But what is a neural network? | Deep learning chapter 1

TL;DR

A simple digit-recognition neural network maps 784 pixel inputs to 10 digit scores using two hidden layers of 16 neurons each.

Briefing Cornell Notes

Briefing

Handwritten-digit recognition becomes feasible once a neural network is treated as a layered math machine: each “neuron” computes a weighted sum of earlier activations, adds a bias, then passes the result through a squashing function. In the simplest setup, a 28×28 grayscale image (784 pixel values) feeds a network with 16 neurons in each of two hidden layers and 10 output neurons—one per digit—so the network’s final decision is simply the output neuron with the highest activation. The striking part is that the same architecture can generalize across wildly different pixel patterns that humans still read as the same digit.

The structure starts with an input layer of 784 neurons, each holding a number between 0 and 1 representing a pixel’s brightness. Hidden layers then transform those numbers into new activations, and the output layer converts the final hidden representation into 10 activations interpreted as “how much the system thinks” the image matches each digit. The middle layers are where abstraction is expected to emerge: a digit like 9 might be decomposed into subcomponents such as loops and line segments, with earlier neurons responding to simpler features (like edges) and later neurons responding to combinations (like the loop-plus-line configuration that distinguishes 9 from 8 or 4). Even if the exact internal features aren’t guaranteed, the layered design provides a plausible path from raw pixels to meaningful parts.
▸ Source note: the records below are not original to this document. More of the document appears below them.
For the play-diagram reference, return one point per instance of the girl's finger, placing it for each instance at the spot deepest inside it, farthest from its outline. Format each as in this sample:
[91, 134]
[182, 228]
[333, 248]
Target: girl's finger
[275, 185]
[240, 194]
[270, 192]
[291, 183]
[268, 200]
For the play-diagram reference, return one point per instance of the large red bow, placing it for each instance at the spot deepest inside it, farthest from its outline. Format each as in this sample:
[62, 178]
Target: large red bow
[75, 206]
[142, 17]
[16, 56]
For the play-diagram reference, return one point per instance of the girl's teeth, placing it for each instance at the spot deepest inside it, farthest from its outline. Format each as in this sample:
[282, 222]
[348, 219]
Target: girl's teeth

To make that transformation concrete, each neuron in a hidden layer is connected to every neuron in the previous layer. Every connection has a weight, and each neuron also has a bias. The neuron computes a weighted sum of the previous layer’s activations; weights act like learned “dials” that emphasize certain pixel regions or patterns and suppress others. For instance, if a neuron’s weights are mostly positive in a region and negative around it, the weighted sum becomes large when the image contains a contrast pattern consistent with an edge. Because the raw weighted sum can be any real number, the network applies a nonlinearity to map it into a usable range. In this classic introductory version, that nonlinearity is the sigmoid (logistic) function, which pushes very negative inputs toward 0 and positive inputs toward 1, with a smooth transition around 0. The bias shifts the threshold at which the neuron begins to activate meaningfully.

With two hidden layers of 16 neurons each, the model contains roughly 13,000 trainable parameters (weights and biases). “Learning” means finding a setting for these parameters that makes the network output the correct digit for many examples—an alternative to manually engineering edge detectors and digit-combiners by hand. Mathematically, the layer-to-layer computation is compactly expressed using matrix-vector products: activations form vectors, weights form matrices, biases form vectors, and the sigmoid is applied component-wise. This structure turns a complicated overall mapping—from 784 inputs to 10 outputs—into repeated, efficient linear algebra operations.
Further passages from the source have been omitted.